Producer Dan Lin appeared at the Television Critics Association (via Collider), where he spoke briefly about the long-developing adaptation of King’s classic horror novel, which is being helmed by Mama director Andres Muschietti. Lin favorably compared It to the Duffer Brothers’ Netflix series, and name-dropped Steven Spielberg for good measure:
I think a great analogy is actually ‘Stranger Things,’ and we’re seeing it on Netflix right now. It’s very much an homage to ’80s movies, whether it’s classic Stephen King or even Spielberg. Think about ‘Stand by Me‘ as far as the bonding amongst the kids.
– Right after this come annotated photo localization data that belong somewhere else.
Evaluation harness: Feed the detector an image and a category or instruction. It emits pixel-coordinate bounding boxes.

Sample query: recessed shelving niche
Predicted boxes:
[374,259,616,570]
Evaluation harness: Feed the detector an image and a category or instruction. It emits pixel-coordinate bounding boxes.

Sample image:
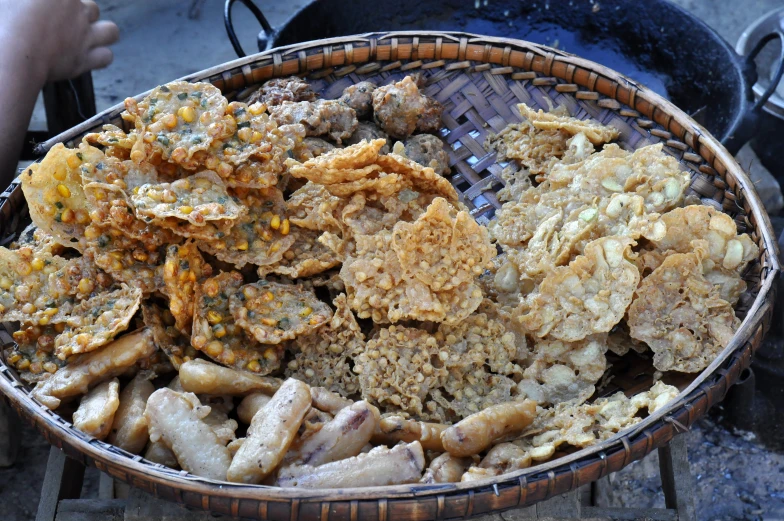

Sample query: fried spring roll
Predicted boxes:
[73,378,120,440]
[310,387,354,416]
[144,388,231,480]
[180,359,280,396]
[277,441,425,488]
[225,378,312,483]
[109,372,155,454]
[373,416,449,452]
[33,328,157,410]
[237,392,272,425]
[441,400,536,457]
[284,400,379,467]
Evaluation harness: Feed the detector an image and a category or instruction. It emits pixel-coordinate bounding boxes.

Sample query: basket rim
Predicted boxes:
[7,31,781,501]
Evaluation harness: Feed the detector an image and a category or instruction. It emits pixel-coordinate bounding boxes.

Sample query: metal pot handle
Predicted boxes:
[223,0,276,58]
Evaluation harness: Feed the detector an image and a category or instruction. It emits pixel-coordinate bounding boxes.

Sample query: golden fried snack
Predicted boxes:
[310,387,354,415]
[229,280,332,344]
[32,329,157,410]
[640,205,759,304]
[142,302,196,371]
[283,400,379,467]
[392,197,496,291]
[627,252,740,373]
[179,359,280,396]
[373,76,443,139]
[371,416,448,452]
[275,441,425,488]
[441,400,536,457]
[520,237,640,342]
[405,134,450,175]
[517,334,608,406]
[163,240,212,335]
[19,143,104,247]
[267,99,357,144]
[144,388,231,481]
[123,81,231,168]
[108,372,155,454]
[73,378,120,440]
[199,187,297,269]
[339,81,377,118]
[131,170,247,226]
[286,294,365,394]
[54,286,142,360]
[237,392,272,425]
[226,378,311,483]
[460,443,531,481]
[420,449,473,483]
[5,323,65,384]
[248,76,318,107]
[191,271,283,374]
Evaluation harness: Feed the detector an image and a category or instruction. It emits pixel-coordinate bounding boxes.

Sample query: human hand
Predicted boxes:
[0,0,119,81]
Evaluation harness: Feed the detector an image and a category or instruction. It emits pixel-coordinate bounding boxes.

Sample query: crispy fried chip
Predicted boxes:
[54,286,142,360]
[125,81,231,167]
[286,295,365,396]
[639,205,759,304]
[5,323,65,384]
[20,143,104,247]
[628,252,740,373]
[163,240,212,336]
[517,334,607,406]
[131,170,247,226]
[191,271,283,375]
[392,198,496,291]
[200,188,296,268]
[142,302,196,371]
[229,280,332,344]
[520,237,640,342]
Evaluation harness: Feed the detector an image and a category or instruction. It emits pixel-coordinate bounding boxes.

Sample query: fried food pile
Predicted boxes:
[0,77,758,488]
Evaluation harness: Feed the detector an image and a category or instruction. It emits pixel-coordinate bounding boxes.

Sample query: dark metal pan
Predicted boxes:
[224,0,784,153]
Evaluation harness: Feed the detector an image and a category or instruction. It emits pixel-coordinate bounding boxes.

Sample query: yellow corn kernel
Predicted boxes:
[77,279,95,295]
[207,309,223,325]
[204,340,223,357]
[177,107,196,123]
[66,154,82,169]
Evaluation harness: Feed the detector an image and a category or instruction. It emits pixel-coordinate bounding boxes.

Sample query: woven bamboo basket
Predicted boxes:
[0,32,779,521]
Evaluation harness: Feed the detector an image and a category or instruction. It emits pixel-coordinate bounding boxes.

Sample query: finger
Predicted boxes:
[82,0,101,23]
[87,20,120,48]
[84,47,114,71]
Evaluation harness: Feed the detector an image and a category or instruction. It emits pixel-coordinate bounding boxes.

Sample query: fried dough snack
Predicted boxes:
[286,294,365,394]
[144,388,231,481]
[520,237,640,342]
[226,378,311,483]
[32,329,157,410]
[276,441,425,488]
[179,359,280,396]
[441,400,536,457]
[628,253,740,373]
[108,372,155,454]
[73,378,120,440]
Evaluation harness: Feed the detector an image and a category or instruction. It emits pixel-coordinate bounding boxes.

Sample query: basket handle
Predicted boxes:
[223,0,277,58]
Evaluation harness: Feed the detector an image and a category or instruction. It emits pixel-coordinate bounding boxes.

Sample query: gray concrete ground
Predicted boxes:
[6,0,784,521]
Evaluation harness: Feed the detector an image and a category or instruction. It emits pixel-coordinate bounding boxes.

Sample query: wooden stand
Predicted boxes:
[36,435,697,521]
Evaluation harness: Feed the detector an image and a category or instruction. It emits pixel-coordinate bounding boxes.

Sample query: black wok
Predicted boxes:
[225,0,784,153]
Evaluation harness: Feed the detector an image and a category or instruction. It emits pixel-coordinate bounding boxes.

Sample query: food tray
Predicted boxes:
[0,32,780,521]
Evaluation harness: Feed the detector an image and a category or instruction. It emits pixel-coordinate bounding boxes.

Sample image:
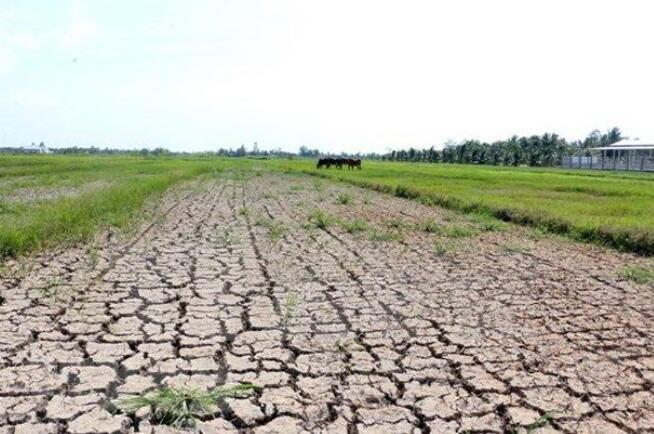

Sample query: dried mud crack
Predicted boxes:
[0,174,654,434]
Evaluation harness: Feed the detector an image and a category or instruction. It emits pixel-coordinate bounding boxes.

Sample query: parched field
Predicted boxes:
[272,160,654,256]
[0,171,654,434]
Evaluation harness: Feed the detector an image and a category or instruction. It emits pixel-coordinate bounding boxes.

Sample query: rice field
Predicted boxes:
[274,161,654,255]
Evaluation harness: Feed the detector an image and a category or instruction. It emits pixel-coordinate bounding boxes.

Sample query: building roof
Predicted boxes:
[592,138,654,151]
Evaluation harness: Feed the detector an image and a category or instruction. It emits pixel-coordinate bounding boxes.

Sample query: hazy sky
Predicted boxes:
[0,0,654,151]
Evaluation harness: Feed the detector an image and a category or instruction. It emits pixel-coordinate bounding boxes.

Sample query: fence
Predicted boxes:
[561,157,654,172]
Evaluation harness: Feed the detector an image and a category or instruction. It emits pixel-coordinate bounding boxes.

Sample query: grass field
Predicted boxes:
[273,160,654,255]
[0,156,654,257]
[0,155,249,257]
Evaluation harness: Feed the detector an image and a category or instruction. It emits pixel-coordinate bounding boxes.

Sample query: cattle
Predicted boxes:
[316,158,361,170]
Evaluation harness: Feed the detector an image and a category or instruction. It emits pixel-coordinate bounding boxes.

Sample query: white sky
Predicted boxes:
[0,0,654,152]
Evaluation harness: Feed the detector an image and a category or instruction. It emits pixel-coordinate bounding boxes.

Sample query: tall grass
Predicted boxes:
[0,156,243,258]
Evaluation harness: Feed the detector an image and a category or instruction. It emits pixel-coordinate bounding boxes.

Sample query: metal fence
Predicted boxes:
[561,157,654,172]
But there is a really scary element in Pennywise.
It’s kind of funny to hear Muschietti’s adaptation of It compared to Stranger Things, particularly since the Duffers have been very open about King’s influence on their series, which pays homage to a few other ’80s classics. To say that It is similar to a series that was influenced by Stephen King is…a little odd.
There’s a fine line between homage and overt nostalgia-pandering (Stranger Things has been acclaimed and derided for each, respectively), and it’ll be interesting to see how Muschietti has approached his adaptation of King’s horror novel, which was previously set to be directed by Cary Fukunaga. There are some subtle references to the original book and King’s universe in Fukunaga’s screenplay, as well as at least one homage to an iconic film adaptation of one of King’s novels. It’s unclear how much — if any — of that remains, but Lin’s quote above makes it sound like Muschietti’s version may be a bit heavier in the reference department.
It hits theaters on September 8, 2017.